Greg said:
Home run everything back to the point you want to be your hub. I have mine next
to the PC in my living room, which was a mistake. The whole point of
"structured wiring" is to radiate from a single point that you can use to host
your routers, hubs etc. I ended up with a cludge of stuff next to my PC that
looks like the bridge of the enterprise. It should really be in my wiring
closet. (or so my wife says)
It is what happens when you start wiring without a plan.
If you do have multiple uses in a certain spot, you can drop a hub in there.
Cat 5e can even support more than one LAN in the cable but that is unsupported
officially. What is verboten in a business environment is running the phone
along with the LAN in a single cable. Ring spikes will spike your data. I doubt
you will notice in your home (error recovery will deal with it) but you are
still dealing with 100v or so when the phone rings.
There are a lot of "throughput" issues that are significant with 20 users
banging a LAN but will probably never show up at home.
I assume you are wiring for Ethernet 10/100 networking?
Logically this is a bus (pure collision) but physically there needs to be a hub
or router at every termination of a cable to connect send and recieve data.
With 2 machines you can use a twisted cable but at 3 that won't work. Think
RS232 send/rec data and the null modem idea.
I have some "bullet points" from my IBM connnectivity classes about hubs,
routers, gateways and bridges if you want them. I will have to scan them into
PDFs
Basically a hub just connects all the cables together and gets the send/recieve
going the right way.
A router connects 2 same type LANs together like the WAN from the cable modem
to your LAN and provides some simple firewalling
A bridge connects different types of lan together (Token Ring to Ethernet for
example) although they can be the same type. You can have firewalling there
too.
A gateway gets you into entirely different architectures. Mainframe CICS to
LAN, for example.
Thanks again - nice description!
You have it right - it's ethernet 10/100 with
2 PC's permanently wired to a Linksys router in
room 1. Periodically I connect my third - a
thinkpad - to the router, leaving 1 port available.
I wanted to connect the 4th PC, which "lives"

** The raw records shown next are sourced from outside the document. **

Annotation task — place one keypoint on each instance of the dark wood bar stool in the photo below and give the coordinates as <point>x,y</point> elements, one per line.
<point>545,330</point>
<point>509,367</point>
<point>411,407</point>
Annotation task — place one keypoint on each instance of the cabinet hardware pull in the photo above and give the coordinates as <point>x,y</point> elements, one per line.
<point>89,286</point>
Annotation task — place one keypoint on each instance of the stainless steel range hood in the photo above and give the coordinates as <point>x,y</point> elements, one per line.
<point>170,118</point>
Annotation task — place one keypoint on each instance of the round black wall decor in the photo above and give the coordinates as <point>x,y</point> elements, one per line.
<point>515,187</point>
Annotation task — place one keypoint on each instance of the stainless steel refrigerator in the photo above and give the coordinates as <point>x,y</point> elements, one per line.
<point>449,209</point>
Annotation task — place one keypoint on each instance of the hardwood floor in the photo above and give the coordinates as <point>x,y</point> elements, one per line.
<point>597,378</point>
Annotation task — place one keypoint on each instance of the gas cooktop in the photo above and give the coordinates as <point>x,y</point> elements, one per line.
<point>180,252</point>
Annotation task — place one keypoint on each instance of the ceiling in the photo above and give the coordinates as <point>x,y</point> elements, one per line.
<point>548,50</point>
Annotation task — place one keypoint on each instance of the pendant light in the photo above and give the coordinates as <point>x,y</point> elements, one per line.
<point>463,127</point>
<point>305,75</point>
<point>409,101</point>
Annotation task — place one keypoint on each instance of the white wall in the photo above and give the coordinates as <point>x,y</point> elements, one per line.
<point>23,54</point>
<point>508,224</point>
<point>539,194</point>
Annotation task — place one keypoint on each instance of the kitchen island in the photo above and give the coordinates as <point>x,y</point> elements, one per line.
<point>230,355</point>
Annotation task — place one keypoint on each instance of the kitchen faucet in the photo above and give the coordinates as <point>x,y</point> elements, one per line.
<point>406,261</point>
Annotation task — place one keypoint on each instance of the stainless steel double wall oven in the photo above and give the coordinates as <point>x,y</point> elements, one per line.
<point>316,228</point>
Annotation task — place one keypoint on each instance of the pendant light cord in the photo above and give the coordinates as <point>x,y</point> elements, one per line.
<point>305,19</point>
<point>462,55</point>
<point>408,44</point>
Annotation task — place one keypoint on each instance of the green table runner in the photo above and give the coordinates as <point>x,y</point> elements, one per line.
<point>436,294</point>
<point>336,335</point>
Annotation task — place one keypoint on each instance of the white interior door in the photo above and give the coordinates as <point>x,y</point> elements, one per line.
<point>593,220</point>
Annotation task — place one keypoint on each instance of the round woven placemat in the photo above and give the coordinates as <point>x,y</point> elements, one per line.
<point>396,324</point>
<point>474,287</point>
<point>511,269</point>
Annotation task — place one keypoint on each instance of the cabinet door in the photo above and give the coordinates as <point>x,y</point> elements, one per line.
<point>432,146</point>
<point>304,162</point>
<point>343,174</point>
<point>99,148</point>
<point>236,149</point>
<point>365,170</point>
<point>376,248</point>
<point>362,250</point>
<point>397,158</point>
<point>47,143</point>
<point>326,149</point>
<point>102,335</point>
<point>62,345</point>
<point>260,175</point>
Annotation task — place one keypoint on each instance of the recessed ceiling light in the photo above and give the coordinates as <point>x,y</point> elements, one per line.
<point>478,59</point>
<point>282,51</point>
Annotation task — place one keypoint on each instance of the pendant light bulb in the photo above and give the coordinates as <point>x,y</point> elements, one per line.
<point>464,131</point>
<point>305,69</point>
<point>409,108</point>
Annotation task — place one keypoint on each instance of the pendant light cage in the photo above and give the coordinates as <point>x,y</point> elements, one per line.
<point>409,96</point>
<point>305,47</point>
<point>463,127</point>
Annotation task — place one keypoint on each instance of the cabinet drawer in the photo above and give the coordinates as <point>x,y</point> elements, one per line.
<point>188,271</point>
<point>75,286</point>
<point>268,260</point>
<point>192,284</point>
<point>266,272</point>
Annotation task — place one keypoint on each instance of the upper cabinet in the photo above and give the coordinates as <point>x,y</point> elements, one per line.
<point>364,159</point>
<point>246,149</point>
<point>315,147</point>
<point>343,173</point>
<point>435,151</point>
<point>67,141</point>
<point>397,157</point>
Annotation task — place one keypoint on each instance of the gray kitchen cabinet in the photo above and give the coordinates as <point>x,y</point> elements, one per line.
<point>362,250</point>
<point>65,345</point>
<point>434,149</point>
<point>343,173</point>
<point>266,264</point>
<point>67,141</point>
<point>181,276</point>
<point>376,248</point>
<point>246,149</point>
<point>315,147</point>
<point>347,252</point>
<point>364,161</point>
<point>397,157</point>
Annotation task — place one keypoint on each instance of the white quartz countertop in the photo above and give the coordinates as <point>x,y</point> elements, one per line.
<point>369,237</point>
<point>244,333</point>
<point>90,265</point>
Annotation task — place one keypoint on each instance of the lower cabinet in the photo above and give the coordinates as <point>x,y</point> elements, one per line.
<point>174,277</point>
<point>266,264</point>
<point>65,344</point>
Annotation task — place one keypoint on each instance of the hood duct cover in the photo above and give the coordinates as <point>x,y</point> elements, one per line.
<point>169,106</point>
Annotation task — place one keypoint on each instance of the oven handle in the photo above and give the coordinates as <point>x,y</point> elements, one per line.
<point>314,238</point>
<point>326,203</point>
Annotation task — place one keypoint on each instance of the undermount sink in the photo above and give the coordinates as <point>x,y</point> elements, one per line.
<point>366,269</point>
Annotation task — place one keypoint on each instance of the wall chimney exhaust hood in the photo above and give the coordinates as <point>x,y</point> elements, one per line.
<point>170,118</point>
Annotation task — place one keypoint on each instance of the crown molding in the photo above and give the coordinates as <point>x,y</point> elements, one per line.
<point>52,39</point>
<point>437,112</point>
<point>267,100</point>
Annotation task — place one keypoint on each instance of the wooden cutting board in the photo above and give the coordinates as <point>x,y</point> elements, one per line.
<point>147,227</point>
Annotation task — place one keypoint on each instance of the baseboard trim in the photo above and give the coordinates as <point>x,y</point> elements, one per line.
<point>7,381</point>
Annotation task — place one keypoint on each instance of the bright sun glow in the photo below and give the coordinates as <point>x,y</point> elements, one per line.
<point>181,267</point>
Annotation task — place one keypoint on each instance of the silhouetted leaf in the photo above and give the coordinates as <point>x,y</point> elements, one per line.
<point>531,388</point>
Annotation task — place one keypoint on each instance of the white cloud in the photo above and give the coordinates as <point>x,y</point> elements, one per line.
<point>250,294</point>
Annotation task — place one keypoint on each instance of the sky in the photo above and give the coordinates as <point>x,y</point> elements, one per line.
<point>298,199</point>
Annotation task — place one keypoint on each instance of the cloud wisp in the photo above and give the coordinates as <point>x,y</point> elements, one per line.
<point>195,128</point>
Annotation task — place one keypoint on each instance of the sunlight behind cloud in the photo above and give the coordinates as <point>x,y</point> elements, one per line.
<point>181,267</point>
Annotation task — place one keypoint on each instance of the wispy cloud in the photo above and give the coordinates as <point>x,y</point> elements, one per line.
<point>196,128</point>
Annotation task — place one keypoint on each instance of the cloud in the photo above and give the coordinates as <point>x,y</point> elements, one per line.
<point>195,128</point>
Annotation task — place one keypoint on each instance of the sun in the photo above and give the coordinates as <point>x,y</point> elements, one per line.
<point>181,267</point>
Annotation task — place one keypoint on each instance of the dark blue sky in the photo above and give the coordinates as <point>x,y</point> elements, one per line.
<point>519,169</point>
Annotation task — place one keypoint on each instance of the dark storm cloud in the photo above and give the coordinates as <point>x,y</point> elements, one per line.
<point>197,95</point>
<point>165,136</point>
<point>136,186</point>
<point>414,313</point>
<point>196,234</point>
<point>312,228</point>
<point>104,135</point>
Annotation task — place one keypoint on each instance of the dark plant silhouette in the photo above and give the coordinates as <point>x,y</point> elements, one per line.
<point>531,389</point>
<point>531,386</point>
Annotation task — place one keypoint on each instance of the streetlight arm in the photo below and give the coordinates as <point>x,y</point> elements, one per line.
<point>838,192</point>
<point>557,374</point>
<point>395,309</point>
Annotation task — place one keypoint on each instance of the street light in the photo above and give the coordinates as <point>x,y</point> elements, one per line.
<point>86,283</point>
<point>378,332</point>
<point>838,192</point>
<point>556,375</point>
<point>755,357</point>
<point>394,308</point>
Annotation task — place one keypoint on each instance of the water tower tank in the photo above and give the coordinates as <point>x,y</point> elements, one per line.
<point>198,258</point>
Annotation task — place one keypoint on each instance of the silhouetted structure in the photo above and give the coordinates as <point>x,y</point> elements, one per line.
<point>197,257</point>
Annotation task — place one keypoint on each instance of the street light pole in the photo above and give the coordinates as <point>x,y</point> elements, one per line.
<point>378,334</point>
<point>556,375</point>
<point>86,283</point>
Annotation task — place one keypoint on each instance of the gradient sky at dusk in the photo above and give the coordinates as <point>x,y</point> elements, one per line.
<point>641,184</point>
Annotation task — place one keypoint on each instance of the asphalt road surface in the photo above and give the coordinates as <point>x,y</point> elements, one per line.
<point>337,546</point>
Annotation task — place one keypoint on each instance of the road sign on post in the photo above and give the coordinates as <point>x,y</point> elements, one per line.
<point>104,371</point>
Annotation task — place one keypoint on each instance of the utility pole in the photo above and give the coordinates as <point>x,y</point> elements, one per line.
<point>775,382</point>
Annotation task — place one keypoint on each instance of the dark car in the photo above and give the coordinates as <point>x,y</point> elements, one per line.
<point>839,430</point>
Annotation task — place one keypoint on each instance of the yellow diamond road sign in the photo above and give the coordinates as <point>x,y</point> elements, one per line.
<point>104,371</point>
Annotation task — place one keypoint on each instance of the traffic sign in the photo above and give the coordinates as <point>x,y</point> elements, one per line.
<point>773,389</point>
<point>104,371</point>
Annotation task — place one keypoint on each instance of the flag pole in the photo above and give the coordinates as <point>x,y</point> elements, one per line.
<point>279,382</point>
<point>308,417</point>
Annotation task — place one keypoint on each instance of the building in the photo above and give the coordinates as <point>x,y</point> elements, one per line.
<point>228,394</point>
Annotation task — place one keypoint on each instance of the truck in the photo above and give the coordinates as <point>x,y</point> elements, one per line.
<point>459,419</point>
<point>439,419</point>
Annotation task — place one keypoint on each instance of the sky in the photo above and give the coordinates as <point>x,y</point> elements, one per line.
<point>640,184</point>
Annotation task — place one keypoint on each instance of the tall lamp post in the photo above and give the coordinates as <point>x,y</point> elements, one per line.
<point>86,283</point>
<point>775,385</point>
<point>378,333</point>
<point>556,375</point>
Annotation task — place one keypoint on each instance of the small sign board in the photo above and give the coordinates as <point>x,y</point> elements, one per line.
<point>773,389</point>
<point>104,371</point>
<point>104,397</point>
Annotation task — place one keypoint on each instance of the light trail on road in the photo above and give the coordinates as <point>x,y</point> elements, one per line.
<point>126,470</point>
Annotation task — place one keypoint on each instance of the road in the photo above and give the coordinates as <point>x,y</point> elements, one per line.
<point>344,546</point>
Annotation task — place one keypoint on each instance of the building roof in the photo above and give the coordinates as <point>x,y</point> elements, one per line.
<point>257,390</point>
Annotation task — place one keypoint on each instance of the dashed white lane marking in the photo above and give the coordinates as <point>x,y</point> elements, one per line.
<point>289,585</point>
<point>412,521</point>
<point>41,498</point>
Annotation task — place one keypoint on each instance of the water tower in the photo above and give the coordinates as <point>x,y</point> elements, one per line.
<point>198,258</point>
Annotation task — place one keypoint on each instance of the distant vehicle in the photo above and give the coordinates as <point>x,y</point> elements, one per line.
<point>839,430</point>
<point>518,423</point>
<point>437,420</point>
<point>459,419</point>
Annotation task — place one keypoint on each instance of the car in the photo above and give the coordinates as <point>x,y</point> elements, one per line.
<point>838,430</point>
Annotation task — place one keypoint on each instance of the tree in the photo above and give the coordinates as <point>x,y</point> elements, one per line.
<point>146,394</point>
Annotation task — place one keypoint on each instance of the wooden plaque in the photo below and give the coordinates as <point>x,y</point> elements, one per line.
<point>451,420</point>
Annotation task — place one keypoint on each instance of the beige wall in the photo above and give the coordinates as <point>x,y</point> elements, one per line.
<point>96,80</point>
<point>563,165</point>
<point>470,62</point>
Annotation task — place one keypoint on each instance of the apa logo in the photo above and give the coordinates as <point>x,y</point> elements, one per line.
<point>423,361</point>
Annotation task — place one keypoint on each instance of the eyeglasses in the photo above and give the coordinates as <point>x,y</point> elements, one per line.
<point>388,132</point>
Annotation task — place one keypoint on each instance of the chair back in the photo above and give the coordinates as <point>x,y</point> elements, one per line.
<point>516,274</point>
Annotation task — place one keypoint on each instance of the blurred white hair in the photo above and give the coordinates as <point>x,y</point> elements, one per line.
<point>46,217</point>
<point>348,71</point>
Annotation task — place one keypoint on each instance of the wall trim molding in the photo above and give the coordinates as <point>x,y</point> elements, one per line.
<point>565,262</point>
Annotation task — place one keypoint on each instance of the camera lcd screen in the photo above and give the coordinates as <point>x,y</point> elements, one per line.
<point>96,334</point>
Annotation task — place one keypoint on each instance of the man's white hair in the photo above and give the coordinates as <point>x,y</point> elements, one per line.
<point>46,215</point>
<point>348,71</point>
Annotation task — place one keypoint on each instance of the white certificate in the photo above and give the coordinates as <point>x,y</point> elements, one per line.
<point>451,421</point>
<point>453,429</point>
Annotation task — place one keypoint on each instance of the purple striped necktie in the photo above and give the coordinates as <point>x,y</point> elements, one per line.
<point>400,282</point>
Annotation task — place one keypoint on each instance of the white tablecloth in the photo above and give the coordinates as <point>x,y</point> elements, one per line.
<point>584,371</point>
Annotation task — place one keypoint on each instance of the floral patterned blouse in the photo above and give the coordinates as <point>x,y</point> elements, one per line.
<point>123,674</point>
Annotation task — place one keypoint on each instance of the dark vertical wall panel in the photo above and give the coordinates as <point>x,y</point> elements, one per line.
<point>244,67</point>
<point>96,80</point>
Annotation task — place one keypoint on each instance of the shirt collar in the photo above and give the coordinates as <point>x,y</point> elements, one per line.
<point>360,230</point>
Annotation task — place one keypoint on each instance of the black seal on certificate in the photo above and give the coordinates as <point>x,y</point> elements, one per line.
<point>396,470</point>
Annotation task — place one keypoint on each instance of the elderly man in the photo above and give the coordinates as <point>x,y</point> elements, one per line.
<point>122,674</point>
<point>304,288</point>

downstairs in room 4, via wireless to avoid crawling
around in the attic to install cat5. It connects with
the new wireless router plugged into the last port
on the Linksys, but it is very low signal strength
and gets knocked off
My new plan is to wire a single rj45 in room2, permanently
attached to the last available port on the Linksys. Then
I'll plug the new wireless router into that hub - the new PC
is in the room directly below. I already tested that with
a long cat5 jumper cable, and it connects reliably with max
signal strength. The wireless easily works in rooms 2, 3, & 4
when it is installed in room2.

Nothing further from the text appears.